Ed è questa civilizzazione europea che si è perpetuata nelle colonie della Magna Europa e, dunque, in quel blocco culturale che viene definito Occidente. Esso formerà un bagaglio di principi trascendenti continuamente implementati – tra cui quelli legati al concetto teologico di persona –, ripudierà – con la distinzione agostiniana tra Civitas Dei e civitas homini – le pretese di creare in terra irrealizzabili “età auree”, e quindi definitivi “paradisi terrestri”, e conseguentemente svilupperà il concetto di Tradizione, inteso come continua interpretazione razionale della realtà, e la relativa ottica tradizionale, vale a dire l’ottica secondo cui è possibile avanzare mediante l’indagine razionale della realtà (in modo mai definitivo) rispetto alle conoscenze passate, ma sempre fondandosi su queste ultime, in un costante, precario, ma necessario equilibrio tra vecchio e nuovo. Come scriverà Giovanni di Salisbury, attribuendo la frase a Bernardo di Chartres: «Noi siamo come nani sulle spalle di giganti, sicché possiamo vedere più cose di loro e cose più lontane, non per l’acutezza della nostra vista o per l’altezza del nostro corpo, ma perché siamo sostenuti e portati in alto dalla statura dei giganti» (Metalogicon, I, 24).

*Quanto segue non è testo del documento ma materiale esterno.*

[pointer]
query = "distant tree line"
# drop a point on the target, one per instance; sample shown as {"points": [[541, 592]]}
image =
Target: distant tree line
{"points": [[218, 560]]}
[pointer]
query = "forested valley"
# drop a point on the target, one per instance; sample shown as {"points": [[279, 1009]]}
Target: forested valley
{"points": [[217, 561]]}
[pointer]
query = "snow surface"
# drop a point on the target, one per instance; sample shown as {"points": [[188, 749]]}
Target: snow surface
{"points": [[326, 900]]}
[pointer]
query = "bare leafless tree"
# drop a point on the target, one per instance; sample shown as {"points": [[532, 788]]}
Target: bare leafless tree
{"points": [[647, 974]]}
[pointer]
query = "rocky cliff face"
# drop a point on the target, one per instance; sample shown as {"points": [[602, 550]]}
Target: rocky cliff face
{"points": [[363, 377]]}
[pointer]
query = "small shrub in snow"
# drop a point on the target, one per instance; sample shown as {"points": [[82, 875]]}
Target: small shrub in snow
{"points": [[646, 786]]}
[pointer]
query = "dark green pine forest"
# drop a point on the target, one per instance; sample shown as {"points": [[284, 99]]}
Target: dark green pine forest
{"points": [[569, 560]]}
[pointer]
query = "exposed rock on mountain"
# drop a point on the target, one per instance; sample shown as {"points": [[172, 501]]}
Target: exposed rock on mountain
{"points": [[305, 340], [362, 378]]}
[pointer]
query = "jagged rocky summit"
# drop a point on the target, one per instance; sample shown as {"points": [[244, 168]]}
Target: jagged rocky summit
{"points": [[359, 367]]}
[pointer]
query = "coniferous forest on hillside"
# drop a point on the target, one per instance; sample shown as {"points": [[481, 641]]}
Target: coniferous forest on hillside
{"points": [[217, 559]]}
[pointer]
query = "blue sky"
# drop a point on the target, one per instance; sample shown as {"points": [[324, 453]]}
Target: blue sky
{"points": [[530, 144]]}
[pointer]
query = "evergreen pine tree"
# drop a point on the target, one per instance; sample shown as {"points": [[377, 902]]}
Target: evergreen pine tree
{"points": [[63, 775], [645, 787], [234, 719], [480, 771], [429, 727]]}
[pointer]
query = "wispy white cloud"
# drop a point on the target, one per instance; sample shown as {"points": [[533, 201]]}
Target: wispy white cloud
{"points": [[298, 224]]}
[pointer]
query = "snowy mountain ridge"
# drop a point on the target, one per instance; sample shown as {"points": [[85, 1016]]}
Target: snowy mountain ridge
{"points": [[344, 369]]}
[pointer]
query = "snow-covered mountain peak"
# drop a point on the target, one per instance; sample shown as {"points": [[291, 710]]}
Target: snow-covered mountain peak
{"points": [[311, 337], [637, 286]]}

Questa specificità occidentale – che ha prodotto evidenti progressi per il mondo intero che con essa si è rapportato – ha subito peraltro un percorso degenerativo già sul finire dell’Evo Cristiano – impropriamente e spregiativamente (in quanto si dimentica il percorso di civilizzazione qui delineato) detto «Medio Evo» dalla propaganda progressista post-illuminista. Con l’avvento della Modernità, l’irrazionalismo protestante – Lutero utilizzerà persino parole volgari contro la ragione – e il razionalismo rinascimentale neopagano destabilizzeranno l’edificio dell’ellenizzazione, producendo il fenomeno o processo di «de-ellenizzazione» – anche definibile come Rivoluzione (o secolarizzazione). Da tale momento la Modernità, pur sopravvivendo nel suo seno una linea minoritaria non de-ellenizzante – che muove da Pascal, passando per Vico, fino ad autori cronologicamente più vicini –, produrrà una linea egemonica di pensiero dai molti volti – illuminismo, romanticismo, idealismo (e specialmente hegelismo), marxismo, etc. –, ma dotato sempre del medesimo spirito di destabilizzazione dell’equilibrio interno alla ragione: tale linea sposerà in modi diversi una visuale relativista che assolutizzerà alcuni elementi della realtà e ne eliminerà degli altri attraverso le ideologie, ma mai presupponendo la capacità della ragione di esplorare il reale a 360°, riducendo la ragione stessa alla mera ragione dell’utile (la ragione scientifica cosiddetta «strumentale») – come avvenuto nell’illuminismo, nel marxismo e ai nostri giorni nella tecnocrazia –, o rivalutando l’irrazionalità del sentimento – come nella reazione romantica all’illuminismo o nell’emozionalismo contemporaneo.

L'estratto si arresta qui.